On Saturday evening, the piece premiered in Dresden to applause and standing ovations from the audience - two and a half years later than originally planned due to the corona pandemic.

Booming bass and darkness

In the middle of the stage sits a contrite Friedel, who plays the title role. A crown in his hair, he babbles to himself, surrounded by dancers in black jumpsuits. Booming bass burst into the silence, it sounds like the rattling of helicopters. Then darkness. Macbeth screams the next lines, interrupted by loud beats and a voiceover.

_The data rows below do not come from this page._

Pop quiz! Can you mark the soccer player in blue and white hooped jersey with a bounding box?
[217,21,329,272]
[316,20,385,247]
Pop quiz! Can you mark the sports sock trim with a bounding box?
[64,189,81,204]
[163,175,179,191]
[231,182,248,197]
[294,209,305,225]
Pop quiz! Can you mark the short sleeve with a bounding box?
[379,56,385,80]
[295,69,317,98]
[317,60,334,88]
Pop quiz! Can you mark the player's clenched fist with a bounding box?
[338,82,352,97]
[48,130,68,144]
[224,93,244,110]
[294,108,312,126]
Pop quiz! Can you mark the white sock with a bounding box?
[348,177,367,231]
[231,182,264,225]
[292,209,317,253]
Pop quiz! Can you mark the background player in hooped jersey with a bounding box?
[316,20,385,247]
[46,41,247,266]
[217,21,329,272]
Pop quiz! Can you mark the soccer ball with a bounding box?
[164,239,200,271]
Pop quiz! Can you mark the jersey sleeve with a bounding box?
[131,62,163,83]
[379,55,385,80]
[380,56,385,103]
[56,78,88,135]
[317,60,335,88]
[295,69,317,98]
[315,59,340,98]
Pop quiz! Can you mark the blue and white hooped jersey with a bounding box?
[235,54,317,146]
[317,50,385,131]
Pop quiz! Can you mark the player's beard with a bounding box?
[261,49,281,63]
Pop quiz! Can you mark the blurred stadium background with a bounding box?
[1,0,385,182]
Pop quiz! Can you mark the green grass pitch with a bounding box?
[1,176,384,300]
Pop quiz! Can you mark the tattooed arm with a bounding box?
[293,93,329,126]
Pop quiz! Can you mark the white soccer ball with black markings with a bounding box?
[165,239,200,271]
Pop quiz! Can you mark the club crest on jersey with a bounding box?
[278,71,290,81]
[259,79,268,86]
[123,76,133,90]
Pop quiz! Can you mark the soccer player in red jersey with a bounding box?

Sometimes Macbeth stands alone, enveloped in black, only the crown and sword shine, sometimes he is surrounded menacingly by black figures. Then again the evil sisters whisper to him what awaits him in the future. In general, the women are strong and dominant like Lady Macbeth, who cunningly incites the hesitant, doubting man to commit the first murder, and with success. "My name is Macbeth, Macbeth, Macbeth," he roars, determined to act.

After twelve minutes, Friedel goes to the stand-up microphone for the first time and sings, a cappella. Then his band Woods of Birnam WOB appears in the forest from which they are named. It rises up out of the ground, accompanied by flashes of light and videos of the other performers, it gets loud for the first time. And then the entire "Macbeth" staff is assembled, 35 people, dramatically backlit, white and red. The pop-rock sound creates a concert atmosphere, the faces of the musicians and performers are projected onto walls, the dancers twitch in the staccato spotlight - and the witches pay homage to Macbeth.

Preserving power at all costs

And in the court of Duncan, still-king of Scotland, the sound of war is heard. It's about retaining power at all costs. Murder follows murder, until the trail of blood culminates in Macbeth's own death. "For me, "Macbeth" is a dark, bloody fairy tale, a metaphor for so much more than just a usurper's lust for power," writes Friedel in a blog about the project.

And that is more topical than expected because of Corona: the first lockdown interrupted rehearsals in spring 2020 shortly before the premiere. The piece is timeless, says Friedel, "because it says something about us, about the core of the human being, the susceptibility to seduction, the dark side of the human being and how we deal with power, which then ends in isolation".

WOB wrote the right sound for it: atmospherically dark, instrumentally menacing and dystopian, but also pop and at times unexpectedly tender. Macbeth staggers between blood and insomnia, suffers from feelings of guilt - and the human forest of dancers finally comes closer and heralds his death.